Quadratic Equations Aptitude Test: Nature of Roots and Coefficient Relationships

Question 16. What is the nature of the roots of x²−6x+9 = 0?

a) Two distinct positive real roots
b) Two distinct negative real roots
c) Two equal real roots
d) Two non-real roots

Answer:

c) Two equal real roots — The discriminant is D = b²−4ac = (−6)²−4(1)(9) = 36−36 = 0. Therefore, the equation has two equal real roots. In fact, x²−6x+9 = (x−3)², so both roots are 3.

Question 17. For which values of k does x²+(k−2)x+9 = 0 have equal roots?

a) k = 8 only
b) k = −4 only
c) k = 8 or −4
d) k = 4 or −8

Answer:

c) k = 8 or −4 — For equal roots, the discriminant must be zero. Therefore, (k−2)²−4(1)(9) = 0. This gives (k−2)² = 36, so k−2 = ±6. Hence, k = 8 or k = −4.

Question 18. What is the nature of the roots of 2x²+4x+5 = 0?

a) Two distinct real roots
b) Two equal real roots
c) Two non-real conjugate roots
d) One positive and one negative root

Answer:

c) Two non-real conjugate roots — The discriminant is D = 4²−4(2)(5) = 16−40 = −24. Since the discriminant is negative, the equation has two non-real conjugate roots.

Question 19. If α and β are the roots of 3x²−7x+2 = 0, what is the value of α²+β²?

a) 25/9
b) 31/9
c) 37/9
d) 43/9

Answer:

c) 37/9 — By the relationships between roots and coefficients, α+β = 7/3 and αβ = 2/3. Therefore, α²+β² = (α+β)²−2αβ = 49/9−4/3 = 49/9−12/9 = 37/9.

Question 20. Which quadratic equation has roots 2+√3 and 2−√3?

a) x²−2x+1 = 0
b) x²−4x+1 = 0
c) x²−4x−1 = 0
d) x²+4x+1 = 0

Answer:

b) x²−4x+1 = 0 — The sum of the roots is (2+√3)+(2−√3) = 4. Their product is (2+√3)(2−√3) = 4−3 = 1. Therefore, the required equation is x²−4x+1 = 0.

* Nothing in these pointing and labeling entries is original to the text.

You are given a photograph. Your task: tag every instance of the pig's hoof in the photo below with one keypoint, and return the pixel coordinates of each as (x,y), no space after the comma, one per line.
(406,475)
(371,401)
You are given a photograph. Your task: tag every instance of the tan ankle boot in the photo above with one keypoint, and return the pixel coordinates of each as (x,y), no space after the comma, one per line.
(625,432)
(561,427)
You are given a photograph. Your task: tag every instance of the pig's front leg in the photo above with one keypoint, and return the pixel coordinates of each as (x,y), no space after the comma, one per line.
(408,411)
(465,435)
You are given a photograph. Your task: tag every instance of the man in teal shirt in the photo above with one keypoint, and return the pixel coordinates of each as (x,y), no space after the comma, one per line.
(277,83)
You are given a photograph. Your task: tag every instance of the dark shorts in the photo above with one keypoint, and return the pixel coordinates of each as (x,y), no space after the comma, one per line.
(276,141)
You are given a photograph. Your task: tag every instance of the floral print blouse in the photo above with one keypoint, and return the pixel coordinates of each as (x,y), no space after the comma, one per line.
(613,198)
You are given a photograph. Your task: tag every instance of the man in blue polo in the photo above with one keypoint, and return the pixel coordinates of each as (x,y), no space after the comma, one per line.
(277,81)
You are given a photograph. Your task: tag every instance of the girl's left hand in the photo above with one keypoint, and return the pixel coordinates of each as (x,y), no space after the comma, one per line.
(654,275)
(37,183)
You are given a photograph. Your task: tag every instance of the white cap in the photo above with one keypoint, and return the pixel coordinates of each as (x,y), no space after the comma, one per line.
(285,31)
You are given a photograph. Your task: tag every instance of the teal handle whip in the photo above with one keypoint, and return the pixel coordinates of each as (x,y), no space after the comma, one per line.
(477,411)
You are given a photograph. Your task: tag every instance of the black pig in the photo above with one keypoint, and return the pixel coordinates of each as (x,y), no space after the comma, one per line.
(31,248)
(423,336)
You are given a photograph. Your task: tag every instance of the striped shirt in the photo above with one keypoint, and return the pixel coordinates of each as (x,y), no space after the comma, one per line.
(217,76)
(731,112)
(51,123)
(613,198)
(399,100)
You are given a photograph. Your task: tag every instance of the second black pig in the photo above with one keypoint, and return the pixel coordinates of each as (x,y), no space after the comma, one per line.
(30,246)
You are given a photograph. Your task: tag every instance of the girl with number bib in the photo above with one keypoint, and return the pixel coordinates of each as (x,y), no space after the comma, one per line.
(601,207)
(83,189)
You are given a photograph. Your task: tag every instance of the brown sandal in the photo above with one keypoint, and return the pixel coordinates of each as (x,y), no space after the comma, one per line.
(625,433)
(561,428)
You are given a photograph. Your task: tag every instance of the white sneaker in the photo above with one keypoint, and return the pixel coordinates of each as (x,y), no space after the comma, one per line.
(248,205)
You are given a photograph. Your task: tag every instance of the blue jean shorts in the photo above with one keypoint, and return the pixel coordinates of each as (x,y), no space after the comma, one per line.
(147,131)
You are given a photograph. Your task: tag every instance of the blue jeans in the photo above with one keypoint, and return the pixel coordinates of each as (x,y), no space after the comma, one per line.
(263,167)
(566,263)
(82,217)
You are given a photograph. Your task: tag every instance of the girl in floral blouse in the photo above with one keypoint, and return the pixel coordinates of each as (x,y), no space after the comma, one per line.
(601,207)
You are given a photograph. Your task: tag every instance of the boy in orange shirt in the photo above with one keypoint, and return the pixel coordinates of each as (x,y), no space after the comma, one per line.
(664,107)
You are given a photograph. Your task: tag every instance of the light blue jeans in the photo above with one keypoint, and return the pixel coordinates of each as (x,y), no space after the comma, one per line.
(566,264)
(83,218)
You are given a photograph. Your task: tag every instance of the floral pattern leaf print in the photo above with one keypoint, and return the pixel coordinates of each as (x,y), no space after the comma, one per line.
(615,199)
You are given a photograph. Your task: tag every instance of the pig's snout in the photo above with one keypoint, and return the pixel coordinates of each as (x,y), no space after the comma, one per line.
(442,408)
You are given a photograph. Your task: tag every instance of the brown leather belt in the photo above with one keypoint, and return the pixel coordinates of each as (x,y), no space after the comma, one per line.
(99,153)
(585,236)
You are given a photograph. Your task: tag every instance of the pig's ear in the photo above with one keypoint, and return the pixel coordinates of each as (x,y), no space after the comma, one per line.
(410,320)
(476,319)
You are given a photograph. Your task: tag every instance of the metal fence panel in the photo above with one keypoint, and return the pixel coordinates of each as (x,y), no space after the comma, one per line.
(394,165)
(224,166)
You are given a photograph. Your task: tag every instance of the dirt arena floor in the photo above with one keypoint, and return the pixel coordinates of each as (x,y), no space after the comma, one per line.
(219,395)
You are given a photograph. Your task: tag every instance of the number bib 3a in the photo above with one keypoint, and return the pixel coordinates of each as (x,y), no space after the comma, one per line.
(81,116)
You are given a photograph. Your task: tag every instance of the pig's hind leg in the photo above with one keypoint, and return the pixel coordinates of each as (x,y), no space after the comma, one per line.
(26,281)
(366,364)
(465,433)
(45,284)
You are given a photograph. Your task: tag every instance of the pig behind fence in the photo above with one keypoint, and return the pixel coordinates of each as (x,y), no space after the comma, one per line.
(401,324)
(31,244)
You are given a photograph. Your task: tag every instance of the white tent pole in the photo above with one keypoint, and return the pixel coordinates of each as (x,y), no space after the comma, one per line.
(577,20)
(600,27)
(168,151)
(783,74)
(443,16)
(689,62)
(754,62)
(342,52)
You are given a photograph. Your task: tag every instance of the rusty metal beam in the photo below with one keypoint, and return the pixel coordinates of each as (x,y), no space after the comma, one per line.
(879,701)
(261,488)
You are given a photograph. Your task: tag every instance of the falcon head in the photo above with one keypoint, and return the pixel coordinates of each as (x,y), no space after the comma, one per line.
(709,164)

Question 21. If the roots of 5x²−9x+k = 0 are reciprocals of each other, what is the value of k?

a) 1
b) 5
c) 9
d) 10

Answer:

b) 5 — If the roots are reciprocals, their product is 1. For 5x²−9x+k = 0, the product of the roots is k/5. Therefore, k/5 = 1, giving k = 5.

Question 22. For what value of k are the roots of x²+(k−3)x−16 = 0 equal in magnitude but opposite in sign?

a) −3
b) 0
c) 3
d) 6

Answer:

c) 3 — Opposite roots have a sum of zero. The sum of the roots is −(k−3) = 3−k. Therefore, 3−k = 0, giving k = 3. The equation then becomes x²−16 = 0, whose roots are 4 and −4.

Question 23. One root of x²−12x+k = 0 is twice the other root. What is the value of k?

a) 24
b) 28
c) 32
d) 36

Answer:

c) 32 — Let the roots be r and 2r. Their sum is 3r = 12, so r = 4. Therefore, the roots are 4 and 8. Their product is k = 4×8 = 32.

Question 24. If α and β are the roots of x²−5x+6 = 0, which equation has roots α+1 and β+1?

a) x²−6x+10 = 0
b) x²−7x+10 = 0
c) x²−7x+12 = 0
d) x²−8x+12 = 0

Answer:

c) x²−7x+12 = 0 — We have α+β = 5 and αβ = 6. The sum of the new roots is α+β+2 = 7. Their product is (α+1)(β+1) = αβ+α+β+1 = 6+5+1 = 12. Therefore, the required equation is x²−7x+12 = 0.

Question 25. Which equation has roots equal to the reciprocals of the roots of 2x²−5x+3 = 0?

a) 2x²−5x+3 = 0
b) 3x²−5x+2 = 0
c) 3x²+5x+2 = 0
d) 2x²+5x+3 = 0

Answer:

b) 3x²−5x+2 = 0 — To form the equation whose roots are reciprocals, replace x by 1/x in 2x²−5x+3 = 0. This gives 2/x²−5/x+3 = 0. Multiplying by x² gives 3x²−5x+2 = 0.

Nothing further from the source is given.